Despite the strong performance of the proposed model, several limitations must be acknowledged. The dataset used in this study is private and relatively limited in size, particularly for certain disease classes such as aphids and caterpillars, which may affect the robustness and generalizability of the model. Predictions for the aphid class are frequently confused with images from the burnt and mildew classes. A deeper analysis of the results indicates that variations in the conditions under which the photographs were taken contributed to classification errors during the training process. That is, the performance could be sensitive to background noise and cool and warm colour tones due to variations in lighting conditions, which are unavoidable in real-world environments. Finally, it should also be pointed out that although colour enhancement techniques improved class separability, they may introduce artefacts or distortions if not properly calibrated across diverse image sources.
6. Conclusions
The study presented a modified DL-based model for classifying six pepper leaf diseases and healthy leaves.
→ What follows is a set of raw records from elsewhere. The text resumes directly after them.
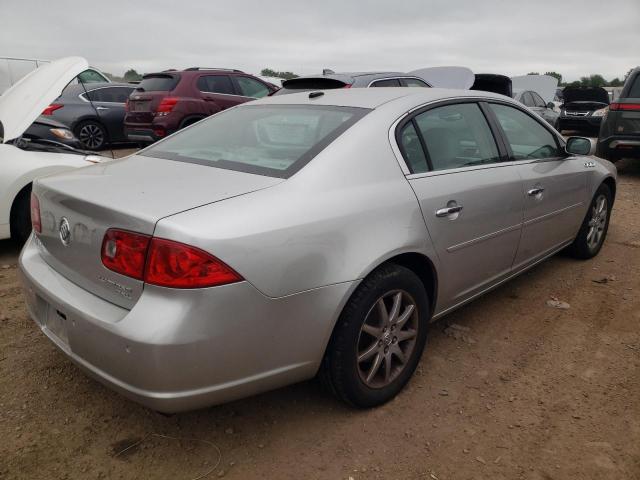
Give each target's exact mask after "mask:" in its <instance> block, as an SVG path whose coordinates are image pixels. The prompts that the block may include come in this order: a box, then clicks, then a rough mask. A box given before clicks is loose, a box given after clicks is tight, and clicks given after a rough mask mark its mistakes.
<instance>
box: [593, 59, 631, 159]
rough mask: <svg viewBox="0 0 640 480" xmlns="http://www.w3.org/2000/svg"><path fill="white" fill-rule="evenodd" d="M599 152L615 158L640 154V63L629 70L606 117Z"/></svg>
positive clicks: (599, 147)
mask: <svg viewBox="0 0 640 480" xmlns="http://www.w3.org/2000/svg"><path fill="white" fill-rule="evenodd" d="M597 152H598V156H599V157H602V158H606V159H607V160H611V161H612V162H616V161H618V160H620V159H621V158H623V157H629V158H640V67H637V68H635V69H634V70H633V71H632V72H631V73H630V74H629V76H628V77H627V80H626V82H625V83H624V87H623V89H622V92H621V93H620V96H619V97H618V98H617V99H616V101H615V102H613V103H611V104H610V105H609V110H608V112H607V113H606V114H605V115H604V116H603V117H602V124H601V125H600V134H599V135H598V149H597Z"/></svg>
This is the first time two classes, aphids and caterpillars, have been included in the diagnosis process. The private dataset, specially collected for this study, contains 123 aphid-infected and 145 caterpillar-infested leaves. Contrary to previous research based on enhancing contrast settings, this study mainly focuses on a novel pre-processing model that promotes enhancing some distinguishing characteristic colours among classes. For this purpose, the colour settings have been designed to be sensitive to yellows and greens. More comprehensive pre-processing has built up distinguishing characteristics for each class to be diagnosed and positively impacted the learning process’s performance. The VGG16-based model, chosen primarily due to its strong feature extraction performance, was initialised with weights pre-trained on the ImageNet dataset. These weights were preserved and frozen before all convolutional and MaxPooling layers of VGG16 were set to be non-trainable. Adding new layers to the pre-trained VGG16 model and training them only increases the training speed and facilitates pattern recognition, which is important for diagnostic performance. Despite thorough results for most classes, accuracy results show that minor classification errors are obtained for the burnt and worm classes, while misclassifications in the aphid class are more challenging. The relatively small number of aphid-infected samples is believed to have hindered accuracy. Additionally, lighting conditions during sample collecting and the model’s sensitivity to cool and warm colour tones contribute to classification errors during training. These avenues remain for further exploration. Hence, in addition to expanding the dataset, particularly for underrepresented classes such as aphids, to improve model generalizability and reduce misclassification, our future work will mainly focus on increasing the robustness in sensitivity to cool and warm colour tones. Additionally, exploring alternative deep learning architectures and ensemble methods may further enhance diagnostic accuracy.
We hope our study will be a valuable step toward a quick diagnosis from snapshots obtained by real-time greenhouse monitoring systems. This could be followed by appropriate agricultural spraying by drones or unmanned aerial vehicles.